Chavez siegt - für wen?

Martin Suchanek, Neue Internationale 93, September 2004

Mitte August gewann Venezuelas Präsident Hugo Chavez das Referendum über seine Amtführung. Er schlug damit einen neuen Versuch der pro-imperialistischen Opposition zurück, ihn zu stürzen und durch einen Präsidenten von US-Gnaden zu ersetzen.

Chavez erhielt 59% aller Stimmen - bei einer Wahlbeteiligung von 70%, der höchsten in der Geschichte des Landes.
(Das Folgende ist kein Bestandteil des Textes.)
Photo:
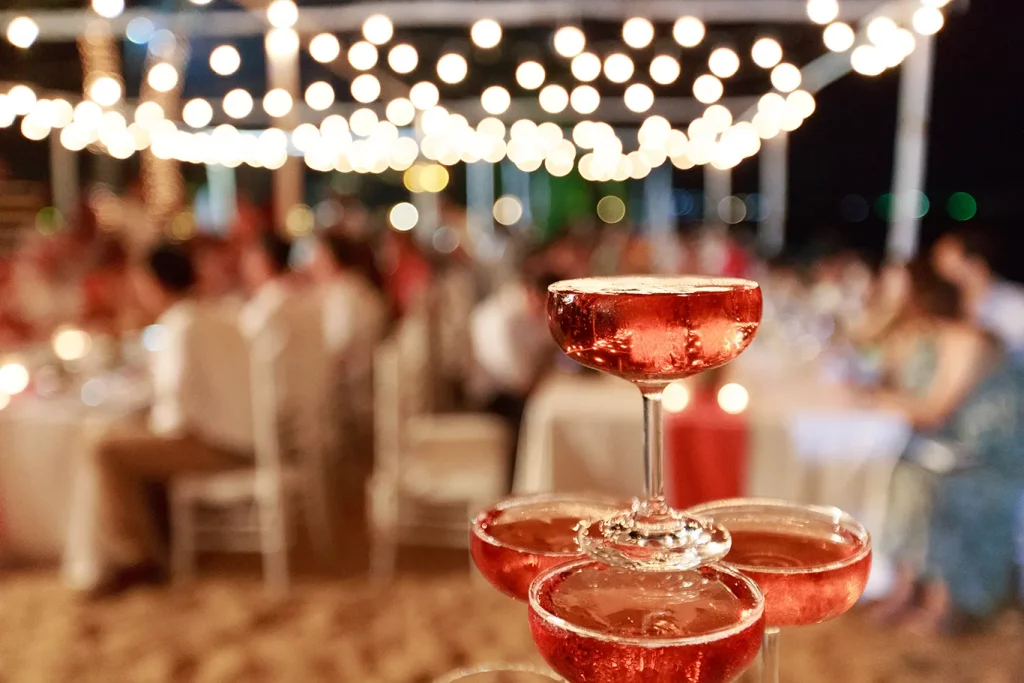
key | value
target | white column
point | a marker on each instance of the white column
(64, 177)
(659, 220)
(774, 172)
(283, 72)
(718, 185)
(911, 142)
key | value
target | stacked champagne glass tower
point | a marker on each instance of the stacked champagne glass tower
(647, 593)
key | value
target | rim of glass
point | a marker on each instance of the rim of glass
(692, 281)
(840, 517)
(721, 634)
(518, 501)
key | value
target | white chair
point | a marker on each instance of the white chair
(430, 470)
(289, 372)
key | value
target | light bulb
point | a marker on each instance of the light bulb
(485, 33)
(363, 55)
(378, 29)
(320, 95)
(325, 48)
(452, 68)
(638, 97)
(282, 13)
(402, 58)
(708, 89)
(688, 31)
(569, 41)
(585, 99)
(665, 70)
(238, 103)
(785, 77)
(554, 98)
(496, 99)
(839, 37)
(617, 68)
(723, 62)
(278, 102)
(224, 59)
(22, 32)
(766, 52)
(197, 113)
(424, 95)
(586, 67)
(529, 75)
(366, 88)
(163, 77)
(638, 32)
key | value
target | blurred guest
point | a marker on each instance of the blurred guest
(512, 348)
(953, 384)
(968, 259)
(194, 426)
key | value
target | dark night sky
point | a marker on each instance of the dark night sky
(846, 147)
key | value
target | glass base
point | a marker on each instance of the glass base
(654, 538)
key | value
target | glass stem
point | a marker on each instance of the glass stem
(653, 445)
(769, 656)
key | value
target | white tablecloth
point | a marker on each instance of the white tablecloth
(40, 440)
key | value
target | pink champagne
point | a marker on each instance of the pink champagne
(518, 539)
(648, 329)
(597, 624)
(806, 578)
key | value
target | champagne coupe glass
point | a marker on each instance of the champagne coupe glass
(652, 331)
(515, 540)
(596, 623)
(811, 562)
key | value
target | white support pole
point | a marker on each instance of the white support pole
(64, 177)
(911, 142)
(283, 72)
(718, 186)
(659, 220)
(774, 172)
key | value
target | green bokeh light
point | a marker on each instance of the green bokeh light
(962, 206)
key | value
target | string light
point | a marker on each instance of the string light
(785, 77)
(485, 33)
(163, 77)
(723, 62)
(22, 32)
(585, 99)
(109, 8)
(197, 113)
(402, 58)
(496, 99)
(638, 32)
(553, 98)
(378, 29)
(452, 68)
(529, 75)
(320, 95)
(708, 89)
(839, 37)
(424, 95)
(366, 88)
(282, 42)
(688, 31)
(282, 13)
(238, 103)
(325, 48)
(617, 68)
(766, 52)
(665, 70)
(569, 41)
(224, 59)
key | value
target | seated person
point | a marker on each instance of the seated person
(200, 421)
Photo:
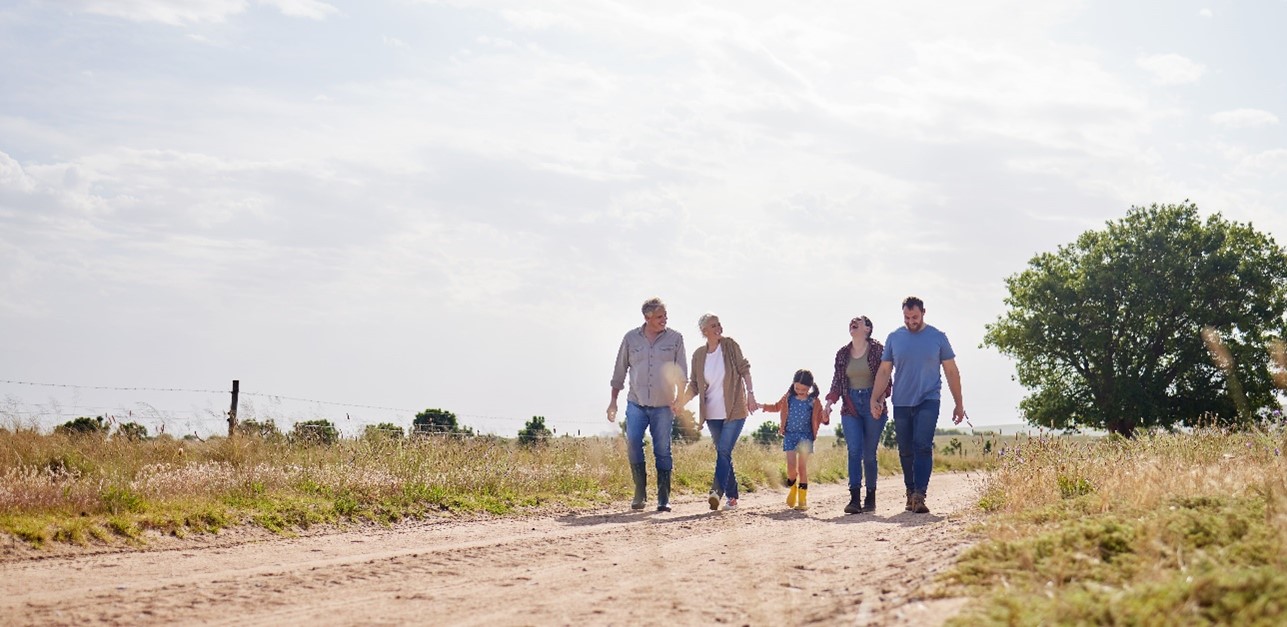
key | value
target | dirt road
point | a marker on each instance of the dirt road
(758, 564)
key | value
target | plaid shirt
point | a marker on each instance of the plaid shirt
(841, 380)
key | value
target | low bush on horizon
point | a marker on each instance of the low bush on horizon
(67, 488)
(1161, 529)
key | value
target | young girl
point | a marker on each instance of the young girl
(801, 416)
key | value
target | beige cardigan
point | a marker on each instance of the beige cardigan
(736, 367)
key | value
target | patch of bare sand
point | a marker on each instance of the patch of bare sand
(758, 564)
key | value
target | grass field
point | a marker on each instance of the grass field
(83, 488)
(1167, 528)
(1164, 529)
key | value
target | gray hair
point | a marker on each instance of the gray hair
(651, 305)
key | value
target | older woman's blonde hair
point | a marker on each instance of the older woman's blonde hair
(707, 317)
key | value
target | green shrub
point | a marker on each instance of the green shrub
(382, 431)
(133, 431)
(534, 431)
(267, 429)
(315, 431)
(84, 426)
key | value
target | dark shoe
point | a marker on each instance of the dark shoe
(853, 507)
(663, 491)
(638, 471)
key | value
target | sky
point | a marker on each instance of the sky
(362, 210)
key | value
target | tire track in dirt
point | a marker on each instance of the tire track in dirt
(757, 564)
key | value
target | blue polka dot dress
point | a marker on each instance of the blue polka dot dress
(799, 424)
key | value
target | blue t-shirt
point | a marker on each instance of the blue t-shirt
(916, 358)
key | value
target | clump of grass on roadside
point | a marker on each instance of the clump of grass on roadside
(1169, 528)
(92, 488)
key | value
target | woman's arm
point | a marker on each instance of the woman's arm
(842, 361)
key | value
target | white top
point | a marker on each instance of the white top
(714, 372)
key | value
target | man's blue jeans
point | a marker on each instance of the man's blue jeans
(725, 434)
(861, 437)
(914, 429)
(658, 422)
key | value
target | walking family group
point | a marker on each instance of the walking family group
(905, 372)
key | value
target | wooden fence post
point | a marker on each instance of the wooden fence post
(232, 412)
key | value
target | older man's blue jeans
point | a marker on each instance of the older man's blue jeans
(861, 437)
(914, 429)
(658, 422)
(725, 434)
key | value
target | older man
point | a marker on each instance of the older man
(654, 358)
(915, 353)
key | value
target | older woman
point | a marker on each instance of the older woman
(856, 366)
(721, 379)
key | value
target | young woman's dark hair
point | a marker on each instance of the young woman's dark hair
(805, 377)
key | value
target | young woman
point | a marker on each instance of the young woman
(721, 379)
(856, 366)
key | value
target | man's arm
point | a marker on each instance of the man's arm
(954, 384)
(618, 379)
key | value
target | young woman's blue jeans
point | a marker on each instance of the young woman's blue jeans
(861, 438)
(914, 429)
(658, 422)
(725, 434)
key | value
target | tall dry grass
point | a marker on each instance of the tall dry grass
(1164, 529)
(62, 487)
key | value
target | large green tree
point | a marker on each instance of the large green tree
(1107, 332)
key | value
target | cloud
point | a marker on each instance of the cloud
(167, 12)
(1245, 119)
(1171, 68)
(188, 12)
(312, 9)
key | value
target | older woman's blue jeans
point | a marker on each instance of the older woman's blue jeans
(658, 422)
(725, 434)
(862, 438)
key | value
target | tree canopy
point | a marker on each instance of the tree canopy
(1107, 332)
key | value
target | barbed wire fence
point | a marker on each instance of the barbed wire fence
(242, 407)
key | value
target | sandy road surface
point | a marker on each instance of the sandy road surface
(758, 564)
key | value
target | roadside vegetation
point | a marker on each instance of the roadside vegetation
(85, 486)
(1160, 529)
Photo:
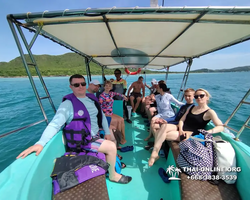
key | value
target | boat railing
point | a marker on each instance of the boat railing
(245, 125)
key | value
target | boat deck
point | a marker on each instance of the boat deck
(146, 183)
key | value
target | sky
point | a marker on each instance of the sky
(238, 55)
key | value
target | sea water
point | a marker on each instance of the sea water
(19, 107)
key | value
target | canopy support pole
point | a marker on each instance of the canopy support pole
(26, 66)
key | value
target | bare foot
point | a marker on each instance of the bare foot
(154, 157)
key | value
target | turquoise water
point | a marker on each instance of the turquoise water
(18, 106)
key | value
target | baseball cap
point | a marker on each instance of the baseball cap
(95, 82)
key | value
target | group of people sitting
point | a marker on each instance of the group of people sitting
(164, 125)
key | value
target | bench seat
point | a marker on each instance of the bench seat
(203, 190)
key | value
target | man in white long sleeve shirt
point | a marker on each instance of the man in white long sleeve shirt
(65, 115)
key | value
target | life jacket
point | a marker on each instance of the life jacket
(73, 169)
(78, 132)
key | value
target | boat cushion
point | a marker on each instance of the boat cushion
(195, 189)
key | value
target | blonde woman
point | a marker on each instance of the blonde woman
(195, 118)
(106, 100)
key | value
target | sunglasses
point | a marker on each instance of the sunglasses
(78, 84)
(197, 96)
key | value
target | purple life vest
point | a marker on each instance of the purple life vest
(78, 132)
(73, 169)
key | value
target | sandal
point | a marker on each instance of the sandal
(163, 175)
(123, 179)
(119, 156)
(123, 165)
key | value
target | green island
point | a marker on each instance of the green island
(71, 63)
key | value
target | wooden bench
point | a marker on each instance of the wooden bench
(203, 190)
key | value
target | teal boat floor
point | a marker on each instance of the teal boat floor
(146, 183)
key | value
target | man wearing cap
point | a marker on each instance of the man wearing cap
(94, 86)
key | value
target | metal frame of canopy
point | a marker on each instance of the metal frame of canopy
(183, 19)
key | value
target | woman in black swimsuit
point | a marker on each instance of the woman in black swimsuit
(195, 118)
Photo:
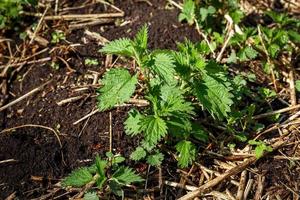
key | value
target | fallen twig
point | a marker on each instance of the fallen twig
(36, 126)
(178, 185)
(77, 16)
(69, 100)
(276, 112)
(136, 102)
(227, 174)
(24, 96)
(241, 189)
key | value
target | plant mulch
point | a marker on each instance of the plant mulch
(40, 144)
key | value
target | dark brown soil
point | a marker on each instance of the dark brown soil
(36, 150)
(39, 161)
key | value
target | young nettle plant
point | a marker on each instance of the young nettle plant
(10, 11)
(57, 36)
(103, 173)
(171, 80)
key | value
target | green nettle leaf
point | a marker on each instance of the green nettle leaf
(294, 36)
(214, 95)
(260, 148)
(116, 188)
(138, 154)
(204, 12)
(232, 58)
(78, 178)
(187, 153)
(118, 159)
(188, 12)
(173, 102)
(273, 50)
(297, 85)
(156, 159)
(126, 175)
(132, 123)
(121, 46)
(90, 196)
(141, 38)
(199, 133)
(118, 88)
(101, 165)
(247, 53)
(154, 129)
(164, 66)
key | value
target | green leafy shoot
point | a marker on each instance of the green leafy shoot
(91, 62)
(90, 196)
(57, 36)
(132, 123)
(154, 128)
(121, 46)
(155, 159)
(260, 148)
(118, 87)
(188, 12)
(78, 178)
(126, 176)
(138, 154)
(97, 174)
(187, 153)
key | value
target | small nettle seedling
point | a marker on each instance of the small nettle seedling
(57, 36)
(103, 173)
(10, 11)
(260, 148)
(54, 65)
(91, 62)
(171, 80)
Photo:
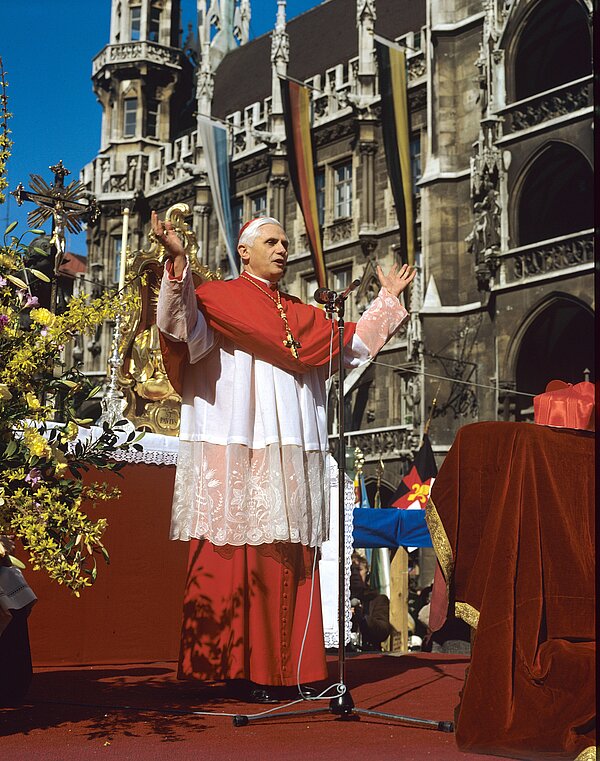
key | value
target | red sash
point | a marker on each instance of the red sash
(237, 310)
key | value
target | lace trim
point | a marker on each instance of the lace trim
(328, 567)
(149, 457)
(236, 495)
(589, 754)
(381, 321)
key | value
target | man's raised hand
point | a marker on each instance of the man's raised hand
(397, 279)
(170, 240)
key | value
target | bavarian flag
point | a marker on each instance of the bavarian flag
(416, 484)
(300, 154)
(395, 126)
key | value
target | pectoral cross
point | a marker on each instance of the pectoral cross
(290, 342)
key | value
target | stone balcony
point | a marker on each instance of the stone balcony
(546, 258)
(134, 52)
(389, 442)
(551, 104)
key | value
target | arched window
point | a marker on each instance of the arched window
(557, 345)
(557, 195)
(554, 47)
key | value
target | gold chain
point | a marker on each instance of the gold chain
(290, 342)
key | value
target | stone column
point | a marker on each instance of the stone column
(201, 220)
(278, 181)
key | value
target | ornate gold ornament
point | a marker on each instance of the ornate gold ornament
(152, 403)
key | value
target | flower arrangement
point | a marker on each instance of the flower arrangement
(42, 462)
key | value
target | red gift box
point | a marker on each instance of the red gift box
(563, 405)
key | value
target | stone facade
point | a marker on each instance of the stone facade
(495, 153)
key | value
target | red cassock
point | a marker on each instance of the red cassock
(246, 607)
(245, 613)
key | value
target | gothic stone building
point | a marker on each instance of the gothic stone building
(500, 102)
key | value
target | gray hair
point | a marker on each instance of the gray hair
(250, 231)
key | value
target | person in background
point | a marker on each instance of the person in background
(370, 610)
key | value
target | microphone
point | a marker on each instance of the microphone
(354, 284)
(326, 296)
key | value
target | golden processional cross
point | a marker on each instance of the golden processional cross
(61, 203)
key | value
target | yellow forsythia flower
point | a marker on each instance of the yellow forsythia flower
(36, 443)
(42, 316)
(32, 401)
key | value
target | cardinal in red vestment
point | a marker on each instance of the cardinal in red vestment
(251, 490)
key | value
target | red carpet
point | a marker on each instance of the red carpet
(122, 712)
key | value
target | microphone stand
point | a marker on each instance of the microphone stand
(342, 706)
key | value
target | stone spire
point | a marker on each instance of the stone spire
(365, 22)
(280, 57)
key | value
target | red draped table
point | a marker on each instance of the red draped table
(512, 521)
(132, 613)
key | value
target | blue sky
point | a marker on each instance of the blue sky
(47, 48)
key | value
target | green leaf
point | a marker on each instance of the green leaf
(40, 275)
(17, 281)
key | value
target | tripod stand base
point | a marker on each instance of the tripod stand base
(342, 706)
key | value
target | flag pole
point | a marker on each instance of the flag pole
(431, 411)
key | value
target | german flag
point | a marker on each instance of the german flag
(296, 114)
(416, 484)
(396, 129)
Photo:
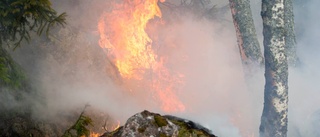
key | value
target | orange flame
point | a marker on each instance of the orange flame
(128, 46)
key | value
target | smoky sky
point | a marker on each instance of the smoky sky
(68, 70)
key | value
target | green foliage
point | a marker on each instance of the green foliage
(186, 131)
(80, 126)
(10, 73)
(19, 17)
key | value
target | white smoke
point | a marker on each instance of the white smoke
(71, 72)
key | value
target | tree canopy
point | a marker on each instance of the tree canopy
(20, 17)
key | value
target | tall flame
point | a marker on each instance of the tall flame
(128, 46)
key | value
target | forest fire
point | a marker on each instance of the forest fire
(129, 48)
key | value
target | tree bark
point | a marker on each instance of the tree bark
(245, 30)
(274, 118)
(290, 34)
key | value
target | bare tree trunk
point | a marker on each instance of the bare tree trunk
(290, 35)
(246, 34)
(274, 118)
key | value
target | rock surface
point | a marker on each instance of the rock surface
(147, 124)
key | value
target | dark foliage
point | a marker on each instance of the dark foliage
(20, 17)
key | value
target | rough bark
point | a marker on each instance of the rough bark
(274, 118)
(290, 34)
(246, 34)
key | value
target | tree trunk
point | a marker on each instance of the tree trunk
(274, 118)
(290, 35)
(246, 34)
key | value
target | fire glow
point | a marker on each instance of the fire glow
(129, 48)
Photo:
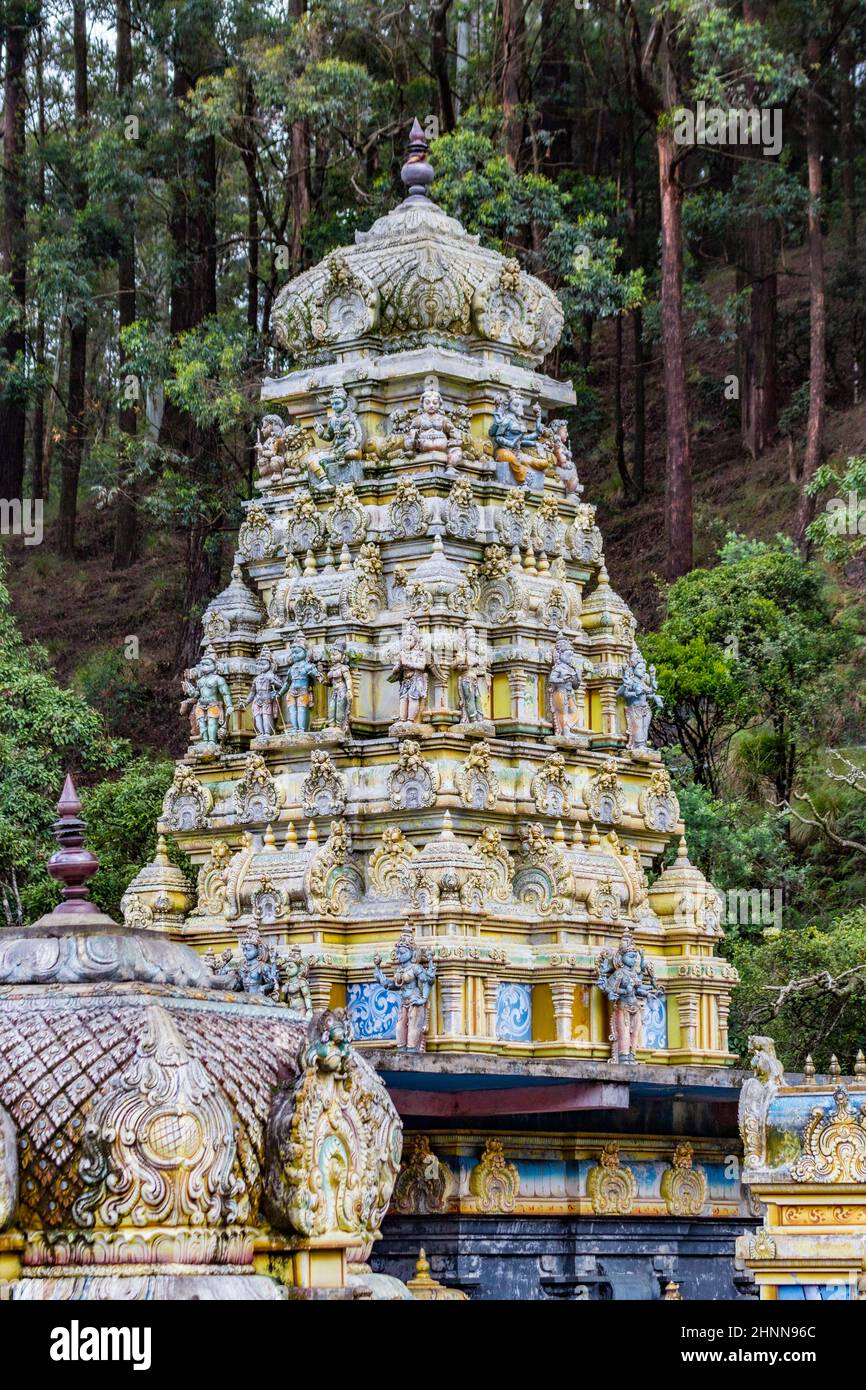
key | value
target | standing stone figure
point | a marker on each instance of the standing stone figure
(433, 432)
(344, 430)
(628, 982)
(471, 677)
(410, 670)
(566, 687)
(303, 673)
(640, 690)
(264, 694)
(413, 975)
(213, 701)
(512, 435)
(338, 676)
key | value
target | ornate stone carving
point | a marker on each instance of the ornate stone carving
(477, 781)
(257, 797)
(834, 1146)
(603, 794)
(610, 1186)
(413, 972)
(551, 788)
(323, 791)
(346, 519)
(256, 535)
(334, 1141)
(495, 1182)
(413, 784)
(186, 804)
(389, 863)
(462, 513)
(755, 1096)
(159, 1146)
(364, 597)
(9, 1169)
(684, 1186)
(658, 802)
(334, 881)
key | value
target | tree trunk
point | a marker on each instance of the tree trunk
(438, 61)
(513, 77)
(78, 319)
(818, 306)
(127, 528)
(679, 478)
(13, 250)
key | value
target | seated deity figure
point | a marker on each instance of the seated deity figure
(517, 446)
(471, 677)
(433, 434)
(345, 432)
(563, 460)
(264, 694)
(213, 701)
(566, 685)
(640, 690)
(303, 673)
(628, 982)
(338, 676)
(410, 670)
(413, 975)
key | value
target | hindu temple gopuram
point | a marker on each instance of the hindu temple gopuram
(435, 1020)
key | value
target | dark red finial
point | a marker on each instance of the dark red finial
(417, 174)
(71, 865)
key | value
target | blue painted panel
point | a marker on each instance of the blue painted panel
(373, 1011)
(655, 1022)
(515, 1014)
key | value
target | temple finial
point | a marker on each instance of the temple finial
(417, 173)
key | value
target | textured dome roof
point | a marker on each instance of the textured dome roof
(417, 277)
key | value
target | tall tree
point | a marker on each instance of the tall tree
(13, 250)
(77, 394)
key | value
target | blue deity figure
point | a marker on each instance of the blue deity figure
(303, 673)
(512, 434)
(628, 982)
(640, 690)
(413, 975)
(345, 432)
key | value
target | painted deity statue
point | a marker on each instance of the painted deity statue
(338, 676)
(566, 687)
(213, 699)
(413, 975)
(293, 987)
(264, 694)
(410, 670)
(517, 446)
(433, 432)
(640, 690)
(471, 677)
(563, 460)
(303, 673)
(628, 982)
(345, 432)
(255, 973)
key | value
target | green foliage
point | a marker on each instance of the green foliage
(121, 827)
(813, 1019)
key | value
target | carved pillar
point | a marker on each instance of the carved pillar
(563, 1008)
(491, 1000)
(451, 998)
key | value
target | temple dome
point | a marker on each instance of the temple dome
(417, 278)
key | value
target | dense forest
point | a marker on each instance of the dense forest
(168, 166)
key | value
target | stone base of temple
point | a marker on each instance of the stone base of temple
(567, 1258)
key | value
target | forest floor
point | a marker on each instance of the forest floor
(85, 613)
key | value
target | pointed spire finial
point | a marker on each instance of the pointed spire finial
(417, 174)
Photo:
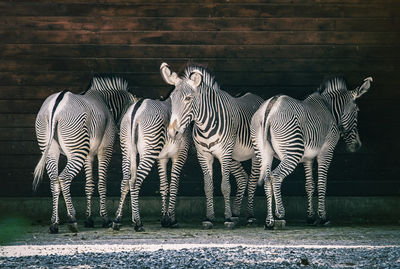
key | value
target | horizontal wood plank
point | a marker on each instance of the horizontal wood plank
(200, 10)
(117, 24)
(13, 36)
(187, 52)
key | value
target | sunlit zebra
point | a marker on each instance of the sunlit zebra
(143, 134)
(303, 131)
(79, 126)
(221, 129)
Das Referendum war der dritte Versuch der Opposition, Chavez seit seiner Wahl zum Präsidenten und dem Beginn der sog. "bolivarischen Revolution" 1999 aus dem Amt zu jagen. Er konnte die Unterstützung der städtischen und ländlichen Armut Venezuelas gewinnen, die von der bis dahin vorherrschenden korrupten "Oligarchie" - Großgrundbesitzern, städtischen Unternehmern, hohen Staatsbeamten, Managern und Militärs, die eng mit dem US-Imperialismus verbunden sind - brutal unterdrückt wurde. Rund 80% der Bevölkerung lebten Ende der 1990er unter der Armutsgrenze - in einem Land mit riesigen Exportüberschüssen aus dem Ölgeschäft.

Vom Putsch...

Schon im April 2002 versuchte die Opposition, Chavez zu stürzen. Als Mittel wählte sie den Militärputsch. Aber Massendemonstrationen der Armen aus den barrios (Slums) führten zu einer Spaltung innerhalb der putschenden Streitkräfte und Chavez wurde wieder als Präsident eingesetzt.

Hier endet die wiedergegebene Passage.